Vorbemerkungen zur April-Ausgabe 2020 von literaturkritik.de

Im April 1970 verkündete Paul McCartney, dass er die Beatles verlassen würde. Die Nachricht war zwar für die weltweite Fangemeinde ein Schock, überraschend kam sie indes nicht. Bereits seit Monaten wandelte John Lennon, unterstützt von seiner neuen Liebe Yoko Ono, auf Solopfaden, hatte bereits drei Singles und ein Live-Album mit anderen Musikern veröffentlicht. Tatsächlich plante Lennon längst einen Ausstieg aus der hoffnungslos zerstrittenen Gruppe, doch man hatte ihn noch 1969 dazu überredet, erst einmal nichts in die Öffentlichkeit zu tragen. Umso erboster war der überrumpelte Lennon, als plötzlich McCartney die Band öffentlichkeitswirksam verließ.

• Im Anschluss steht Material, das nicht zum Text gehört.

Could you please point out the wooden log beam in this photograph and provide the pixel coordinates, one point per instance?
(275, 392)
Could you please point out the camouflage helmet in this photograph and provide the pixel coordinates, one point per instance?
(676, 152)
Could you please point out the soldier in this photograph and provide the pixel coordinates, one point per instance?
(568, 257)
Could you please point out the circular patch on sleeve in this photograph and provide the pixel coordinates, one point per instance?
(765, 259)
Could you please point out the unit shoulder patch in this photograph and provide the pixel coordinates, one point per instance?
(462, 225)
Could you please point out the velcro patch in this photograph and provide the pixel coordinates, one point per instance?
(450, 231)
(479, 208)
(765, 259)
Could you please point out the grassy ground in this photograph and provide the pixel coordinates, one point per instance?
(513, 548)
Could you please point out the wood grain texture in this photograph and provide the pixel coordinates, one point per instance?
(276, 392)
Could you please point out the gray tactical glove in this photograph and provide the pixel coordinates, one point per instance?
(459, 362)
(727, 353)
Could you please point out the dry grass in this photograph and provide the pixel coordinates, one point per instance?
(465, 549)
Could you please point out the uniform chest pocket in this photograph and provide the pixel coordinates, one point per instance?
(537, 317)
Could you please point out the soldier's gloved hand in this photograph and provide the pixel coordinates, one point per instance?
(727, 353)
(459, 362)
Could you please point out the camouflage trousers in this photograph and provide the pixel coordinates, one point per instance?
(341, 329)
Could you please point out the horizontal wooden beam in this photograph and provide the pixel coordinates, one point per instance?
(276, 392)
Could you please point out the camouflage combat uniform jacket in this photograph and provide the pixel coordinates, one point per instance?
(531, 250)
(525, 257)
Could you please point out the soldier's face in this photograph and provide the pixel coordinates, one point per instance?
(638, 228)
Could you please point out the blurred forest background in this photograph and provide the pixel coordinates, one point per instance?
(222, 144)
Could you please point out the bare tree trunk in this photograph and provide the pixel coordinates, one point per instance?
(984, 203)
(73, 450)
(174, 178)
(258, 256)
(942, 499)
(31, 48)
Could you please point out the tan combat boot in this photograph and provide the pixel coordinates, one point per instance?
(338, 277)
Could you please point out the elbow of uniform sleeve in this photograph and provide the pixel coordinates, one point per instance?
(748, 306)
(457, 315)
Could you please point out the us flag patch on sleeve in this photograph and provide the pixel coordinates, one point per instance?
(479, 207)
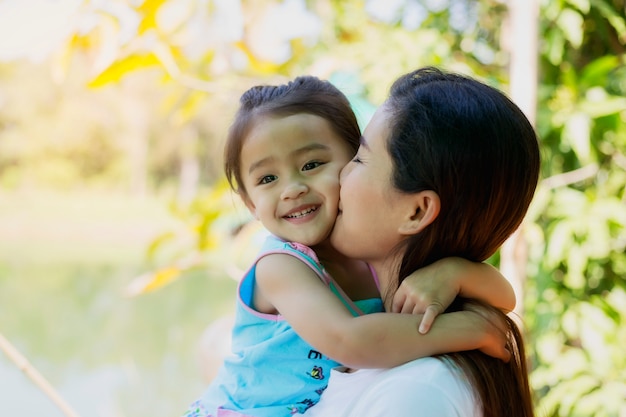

Doch auch ihm sollte daraus kein Strick gedreht werden, war es doch vor allem bei der Suche nach einem neuen Management zu Streitigkeiten gekommen. Lennon hatte den mehr als windigen Anwalt Allen Klein, ehemals Manager der Rolling Stones, davon überzeugt, die Geschäfte der Beatles zu übernehmen. George Harrison und Ringo Starr willigten ein, McCartney (der das Management lieber in den Händen seines Schwiegervaters, des weitaus seriöseren Lee Eastman, sehen wollte) lehnte ab. Klein führte jedoch auch ohne dessen Unterschrift plötzlich die Geschäfte. Ein Affront, der nicht nur Pauls endgültigen Ausstieg, sondern auch jahrelange juristische Streitereien nach sich zog. Am Ende sollte McCartney übrigens mit seinen Befürchtungen Recht behalten, aber das ist eine andere Geschichte, die hier nicht erzählt werden soll.

Wir wollen uns vielmehr um das Erbe der Beatles kümmern, deren offizielle Trennung mit dem Ausstieg Paul McCartneys nun ihr 50. Jubiläum feiert. Dafür führten wir ein langes Gespräch mit einem der größten Beatles-Experten hierzulande, Maik Brüggemeyer, seines Zeichens Redakteur des Rolling Stone, Autor zahlreicher Bücher über Rockmusik und nicht zuletzt Übersetzer der großartigen Autobiografie Robert Forsters, Grant und Ich, die von den Go-Betweens, den ‚australischen Beatles‘, handelt. Friedhelm Rathjen nimmt uns mit auf eine Reise durch die literarische Welt der Beatles und zeigt dabei auf, wie oft die Fab Four in internationalen literarischen Texten eine bedeutende Rolle spielen. Jan Süselbeck schreibt über die Bedeutung, welche die Band bis heute in Literatur und Musik hat. Und Manfred Orlick führt uns durch das Beatles-Museum in Halle. Passend dazu präsentieren wir noch Rezensionen zu Frank Goosens gerade erschienenem Buch über die Beatles in der Reihe Kiwis Musikbibliothek sowie einem sehr schönen Band über die ‚schwedischen Beatles‘, ABBA.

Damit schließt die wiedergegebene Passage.